I’ve enjoyed getting to know the member but I’ve got to just say a few things. First of all, this government presided over the most lost class days of anywhere in North America because of its abject failure to take the pandemic seriously at the time when they did. That’s the first thing.

Secondly, the other critical point they need to understand is that nobody on this side of the House ever once said a student with special needs did not have a right to get into their classroom and learn. We never, ever spent a day without thanking the staff for going in to help them. But on this side of the House we don’t just believe in words. We believe in raising the revenue required to put into the system so those children and that staff can do their jobs well. These guys are just about words. They’re just about platitudes. They’re just about wonderful aspirational things while shorting the system, underfunding kids and underfunding our staff.

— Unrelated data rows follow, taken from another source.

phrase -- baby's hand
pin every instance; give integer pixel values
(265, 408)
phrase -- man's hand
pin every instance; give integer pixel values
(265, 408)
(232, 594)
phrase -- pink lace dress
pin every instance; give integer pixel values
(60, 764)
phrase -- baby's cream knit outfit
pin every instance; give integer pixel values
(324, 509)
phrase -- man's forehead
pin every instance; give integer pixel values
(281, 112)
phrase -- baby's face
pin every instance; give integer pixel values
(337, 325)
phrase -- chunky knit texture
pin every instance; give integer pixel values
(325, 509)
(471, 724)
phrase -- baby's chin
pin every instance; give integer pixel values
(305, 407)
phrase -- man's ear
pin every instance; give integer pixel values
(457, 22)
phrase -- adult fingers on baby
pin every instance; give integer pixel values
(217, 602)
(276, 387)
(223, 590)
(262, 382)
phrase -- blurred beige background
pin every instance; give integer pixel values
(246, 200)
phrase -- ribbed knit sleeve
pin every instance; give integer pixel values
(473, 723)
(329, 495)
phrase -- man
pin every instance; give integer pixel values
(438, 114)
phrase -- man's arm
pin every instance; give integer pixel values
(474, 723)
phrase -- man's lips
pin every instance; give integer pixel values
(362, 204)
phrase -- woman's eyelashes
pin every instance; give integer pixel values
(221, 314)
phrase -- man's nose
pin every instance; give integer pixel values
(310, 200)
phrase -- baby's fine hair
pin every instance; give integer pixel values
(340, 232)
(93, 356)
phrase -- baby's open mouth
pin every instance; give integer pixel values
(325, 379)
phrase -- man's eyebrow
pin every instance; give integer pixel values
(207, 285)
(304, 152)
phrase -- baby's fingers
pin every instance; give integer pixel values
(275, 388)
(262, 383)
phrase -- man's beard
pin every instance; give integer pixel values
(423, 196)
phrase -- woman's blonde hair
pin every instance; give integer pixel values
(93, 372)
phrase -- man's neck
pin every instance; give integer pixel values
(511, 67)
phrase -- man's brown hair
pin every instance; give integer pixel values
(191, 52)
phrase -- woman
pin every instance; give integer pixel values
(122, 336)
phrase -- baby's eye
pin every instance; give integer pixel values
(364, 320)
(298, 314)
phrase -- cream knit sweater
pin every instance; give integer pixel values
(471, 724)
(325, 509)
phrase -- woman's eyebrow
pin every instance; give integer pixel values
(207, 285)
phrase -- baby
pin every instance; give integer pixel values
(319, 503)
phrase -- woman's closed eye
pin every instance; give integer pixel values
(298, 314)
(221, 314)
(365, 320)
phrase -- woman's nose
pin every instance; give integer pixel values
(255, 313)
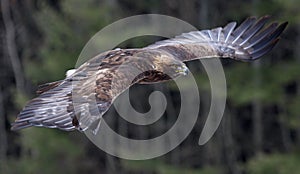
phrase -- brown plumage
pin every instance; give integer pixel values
(79, 101)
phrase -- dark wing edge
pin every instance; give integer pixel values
(248, 42)
(51, 109)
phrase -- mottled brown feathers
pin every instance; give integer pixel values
(80, 100)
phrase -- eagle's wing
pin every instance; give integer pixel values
(247, 42)
(81, 99)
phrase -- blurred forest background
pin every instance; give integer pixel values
(259, 134)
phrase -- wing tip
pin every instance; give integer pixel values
(262, 41)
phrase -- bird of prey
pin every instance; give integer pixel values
(161, 61)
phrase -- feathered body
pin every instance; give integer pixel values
(78, 101)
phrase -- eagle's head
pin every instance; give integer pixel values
(170, 66)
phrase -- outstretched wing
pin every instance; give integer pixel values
(80, 100)
(247, 42)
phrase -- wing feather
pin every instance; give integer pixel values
(247, 42)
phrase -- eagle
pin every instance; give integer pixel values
(101, 80)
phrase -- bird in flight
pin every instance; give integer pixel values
(79, 101)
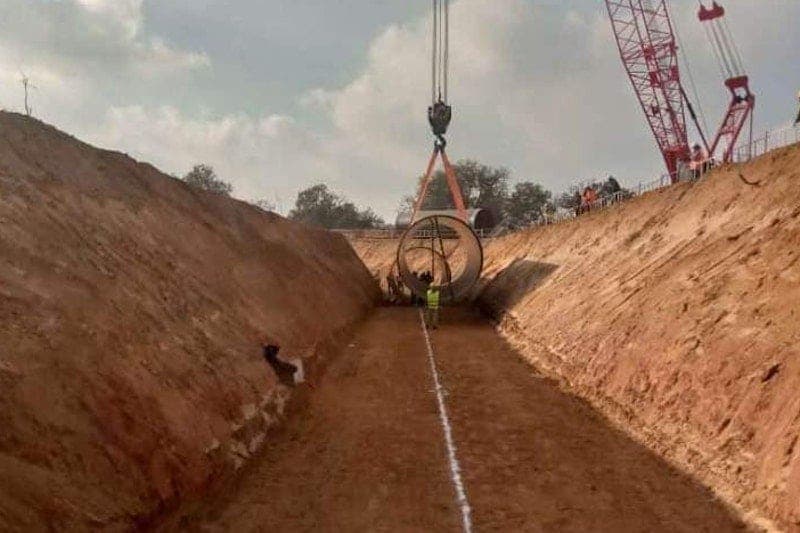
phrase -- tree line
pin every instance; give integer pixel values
(482, 186)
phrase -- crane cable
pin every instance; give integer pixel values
(689, 72)
(441, 50)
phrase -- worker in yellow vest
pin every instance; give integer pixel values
(432, 308)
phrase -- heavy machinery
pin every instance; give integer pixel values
(440, 244)
(648, 48)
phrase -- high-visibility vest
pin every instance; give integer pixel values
(433, 298)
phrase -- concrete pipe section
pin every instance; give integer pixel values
(446, 247)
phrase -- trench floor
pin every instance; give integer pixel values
(367, 453)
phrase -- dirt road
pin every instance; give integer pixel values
(367, 452)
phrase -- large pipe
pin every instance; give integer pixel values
(451, 243)
(479, 219)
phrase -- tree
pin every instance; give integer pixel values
(204, 177)
(526, 204)
(484, 186)
(319, 206)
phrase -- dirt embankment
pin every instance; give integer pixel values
(132, 309)
(677, 314)
(379, 255)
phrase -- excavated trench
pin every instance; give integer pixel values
(135, 392)
(367, 452)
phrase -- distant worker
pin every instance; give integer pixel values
(432, 308)
(391, 284)
(797, 120)
(699, 163)
(589, 199)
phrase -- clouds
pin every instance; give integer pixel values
(87, 37)
(536, 86)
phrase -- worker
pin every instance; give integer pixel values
(432, 308)
(700, 163)
(391, 284)
(797, 120)
(589, 198)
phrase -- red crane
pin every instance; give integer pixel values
(646, 40)
(743, 101)
(650, 55)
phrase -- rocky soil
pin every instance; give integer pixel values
(132, 312)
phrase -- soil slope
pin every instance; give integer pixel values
(677, 314)
(132, 309)
(368, 454)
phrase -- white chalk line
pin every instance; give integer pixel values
(455, 468)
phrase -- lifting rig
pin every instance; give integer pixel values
(646, 40)
(440, 112)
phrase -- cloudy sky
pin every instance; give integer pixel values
(279, 94)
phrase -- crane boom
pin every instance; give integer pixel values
(743, 101)
(646, 43)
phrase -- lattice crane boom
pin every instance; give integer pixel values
(648, 49)
(743, 101)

The mom of the seven-year-old I spoke about earlier has started a practice of going to her school three times a day so her kid can get fresh air and walk around. This is absolute insanity. We are a first-world country. We are one of the world’s leading jurisdictions in public educational achievement and we are putting students with disabilities under the school bus right now. That’s what we’re doing. We have to stop that. We have to make sure there’s adequate funding for special education, and this government has to move beyond rhetoric and move into a funding position to deliver on the promises they’re making.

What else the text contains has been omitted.